Clinton, his wife, Hillary Rodham Clinton, and hundreds of aides traveled
to this capital of the Yucatan peninsula on Sunday afternoon for his 10th
meeting with Zedillo since the Mexican leader's election in 1994. This was
also Clinton's first foreign venture since his acquittal on Friday in his
Senate impeachment trial.

If the tone adopted by Clinton and Zedillo when talking about drug issues
was invariably somber, at other times it was cordial and at times
exuberantly friendly.

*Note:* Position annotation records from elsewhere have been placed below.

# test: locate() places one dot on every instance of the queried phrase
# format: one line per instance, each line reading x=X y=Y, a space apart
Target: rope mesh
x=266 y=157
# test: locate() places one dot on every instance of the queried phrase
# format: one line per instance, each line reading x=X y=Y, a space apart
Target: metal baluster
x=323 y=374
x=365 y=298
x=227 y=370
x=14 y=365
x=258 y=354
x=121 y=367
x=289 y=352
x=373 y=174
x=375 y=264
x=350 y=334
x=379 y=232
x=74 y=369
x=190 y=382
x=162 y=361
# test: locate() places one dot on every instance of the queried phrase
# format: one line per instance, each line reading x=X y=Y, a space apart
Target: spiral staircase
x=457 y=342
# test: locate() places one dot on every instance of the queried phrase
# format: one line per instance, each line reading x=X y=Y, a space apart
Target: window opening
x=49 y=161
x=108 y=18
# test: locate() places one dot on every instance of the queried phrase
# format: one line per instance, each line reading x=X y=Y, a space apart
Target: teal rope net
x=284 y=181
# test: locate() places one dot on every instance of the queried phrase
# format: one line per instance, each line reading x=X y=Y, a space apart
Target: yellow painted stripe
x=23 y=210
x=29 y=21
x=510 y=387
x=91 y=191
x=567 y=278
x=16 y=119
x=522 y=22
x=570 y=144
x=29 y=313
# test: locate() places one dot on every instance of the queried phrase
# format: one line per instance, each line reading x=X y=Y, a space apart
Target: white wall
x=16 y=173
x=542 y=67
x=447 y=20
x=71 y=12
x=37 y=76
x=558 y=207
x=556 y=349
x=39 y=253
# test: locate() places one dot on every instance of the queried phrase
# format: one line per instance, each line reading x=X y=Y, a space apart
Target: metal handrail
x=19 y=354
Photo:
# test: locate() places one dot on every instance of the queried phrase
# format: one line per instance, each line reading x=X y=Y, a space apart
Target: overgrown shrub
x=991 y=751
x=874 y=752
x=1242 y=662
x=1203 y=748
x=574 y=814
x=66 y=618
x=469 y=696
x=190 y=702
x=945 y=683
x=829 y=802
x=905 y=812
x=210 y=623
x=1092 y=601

The two presidents embraced at the Merida airport
after Clinton's arrival on Sunday and exchanged jokes before their public
addresses on Monday.

On Monday afternoon, Mexican and American officials signed at least six
modest agreements on topics ranging from cooperation in fighting forest
fires to controlling tuberculosis.

Attorney General Janet Reno and Mexico's foreign minister, Rosario Green,
signed a joint statement on controlling border violence, committing both
countries to improve cross-border communication when "conflicts, assaults,
violence and other threats to public safety occur along the border." In the
same statement, the two governments pledged to develop programs to train
police to respond to violent incidents without killing civilians.

The American delegation brought with it commitments from the Export-Import
Bank of the United States to provide up to $4 billion in loans and loan
guarantees over two years to support increased American exports to Mexico.
The fresh money gave officials of both countries the opportunity to praise
the North American Free Trade Agreement, whose provisions, they said, have
allowed Mexico to surpass Japan as the United States' second-largest export
market, after Canada.

An air transportation agreement signed on Monday will greatly expand air
services between the United States and Mexico, officials of both countries
said. Currently, American and Mexican airlines have fewer than 100 of the
so-called code-sharing arrangements that allow airlines to sell seats under
their own name on another airline's flights. Applications for code-sharing
arrangements on some 10,000 additional air routes are pending, and the
agreement signed on Monday will allow many of those applications to be
approved, the officials said.

If the meetings here were dominated by the upcoming drug certification,
they produced no major new anti-drug agreements. Meeting with reporters on
Monday afternoon, however, Gen. Barry McCaffrey, Clinton's drug control
policy adviser, held up a copy of a document he called "Performance
Measures of Effectiveness," which he said was a list of "82 variables"
which both governments will monitor to ensure that both sides are
cooperating fully in anti-drug efforts.

A reporter's question suggested that the document might be intended
primarily at marshaling support for a drug effort that is flagging on both
sides of the border. McCaffrey disagreed.

"These are real documents, this is a real partnership," he said. "There are
planes, boats, training seminars, intelligence-sharing. There is reality
behind all this."

American officials estimate that two-thirds of the Colombian cocaine
consumed in the United States crosses through Mexico, and Mexico is also a
major producer of marijuana, heroine and amphetamines. Over the past year,
the acreages of drug crops eradicated by Mexican soldiers and the tonnages
of narcotics seized by police declined. None of the biggest traffickers
were arrested, and none of those already jailed whose extradition the
United States has requested were handed over.